It might not be a coincidence that, like Rosa Bonheur in France, this talented American expatriate led a community of female sculptors in Rome, which included Emma Stebbins and the tomboyish Harriet Hosmer, notably pictured in breeches in front of her gigantic bronze statues. Happily inhabiting the no man’s land of that female circle, Cushman met the red-haired Howe in 1849 or 1850 through her former companion, the actress Mathilda Heron. In her short but thorough profile of her mother, Maud Howe reports her presence in a late-1840s dinner at the Howes’ home, where she appreciated the wit of her hostess. As for herself, Howe detected in the disquieting “mingled nature” of Cushman’s “masculine body” (23-24) the “devilish” power she needed to capture the hermaphrodite’s “imprisoned devil” (83) and his awkward ability to fall between sexes. On that occasion, she conceived for herself and actor Edwin Booth a “dark American play” in verse inspired by Euripides and Racine and dominated by the ephebic beauty of Hippolytus: his stepmother, Phèdre, is no less troubled than the widow Emma, whose female passion Laurence cannot possibly understand.11 “Poor monster,” the self-definition of cross-dressed Viola in Twelfth Night (2.2.34), is the expression adopted by Emma to stigmatize Laurence’s hermaphroditic indifference, in contrast to her consuming desire for him. This expression was also the one derogatively applied by some critics to Cushman’s disturbing third dimension, which interpreted the ambiguous nature of the brainy women who inhabited a female body they felt at odds with, and who, in some cases, ended up, like Cushman herself, privileging alternative forms of intimate companionships unconsumed by romance and utterly opposed to marriage. In The Hermaphrodite, Laurence’s immunity to passion also speaks for such forms of self-reliant independence, which inspired the Saint-Simonian communities of women with an absorbing interest in the arts and the professions, being firmly persuaded, like Madame de Staël and Elizabeth Peabody, that their “tastes were intellectual,” and that “there is no sex in intellect” (Tharp 172).

Passionless Seducers

Perhaps, like Psyche in her chaste, serene contemplation of her beloved lying asleep (75-76), Howe’s hero ultimately represents the untroubled emblem of restrained desire, which was also one of Canova’s favorite subjects from classical sculpture. It is no coincidence that the paradox of Laurence’s hermaphroditic nature consists in his sexual irresolution, which ultimately makes of him an untroubled but powerful figure of reconciliation, standing alone as one of the most extraordinary incarnations of Victorian “passionlessness” (Cott 1978).

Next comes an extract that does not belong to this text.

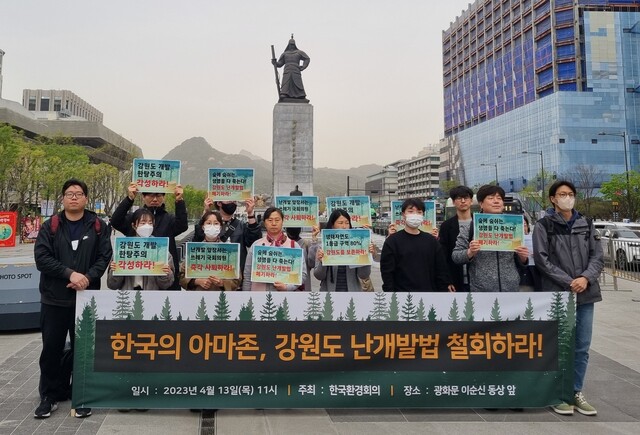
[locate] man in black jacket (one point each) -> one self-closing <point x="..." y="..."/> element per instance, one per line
<point x="461" y="197"/>
<point x="72" y="251"/>
<point x="166" y="224"/>
<point x="233" y="229"/>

Although, as in Ovid’s model, he biologically incorporates the union of both sexes, he never longs for a missing part, proving utterly impermeable to the state of eternal yearning which affects all sexually determined people. The neoclassical perfection of the “pulseless marble” he is apparently made of (166) constitutes him as an imperturbable champion of moderation and self-reliance, reaching out, in the “absence of mind [....] grown so habitual to me” (36), for a level of abstraction which locates him in a serene, neoclassical space firmly situated beyond the emotional gynaeceum he infiltrates. In his brief exploration of a women’s world, Laurence witnesses Nina’s obstinate love for her lost Gaetano, which makes of her a “dream-rapt” creature (158) who sacrifices her talents to “the shade of one man” (164). In realizing the mysterious force of women’s love power, which periodically intervenes to challenge his own sense of self-reliance and celibate self-control, Laurence becomes deeply fascinated with the self-consuming female craving for her missing half, which he cerebrally interprets as a devouring form of madness which typically afflicts women in their sentimental, “imaginary journey,” ultimately leaving them with outstretched, empty arms (139). Therefore, in a gesture that many Victorian protofeminists like Howe would have shared, her fictional hermaphrodite ends his cross-dressed female adventure by consigning “to the flames the odious disguise” (183) and “the ignominious bondage of petticoat” (187).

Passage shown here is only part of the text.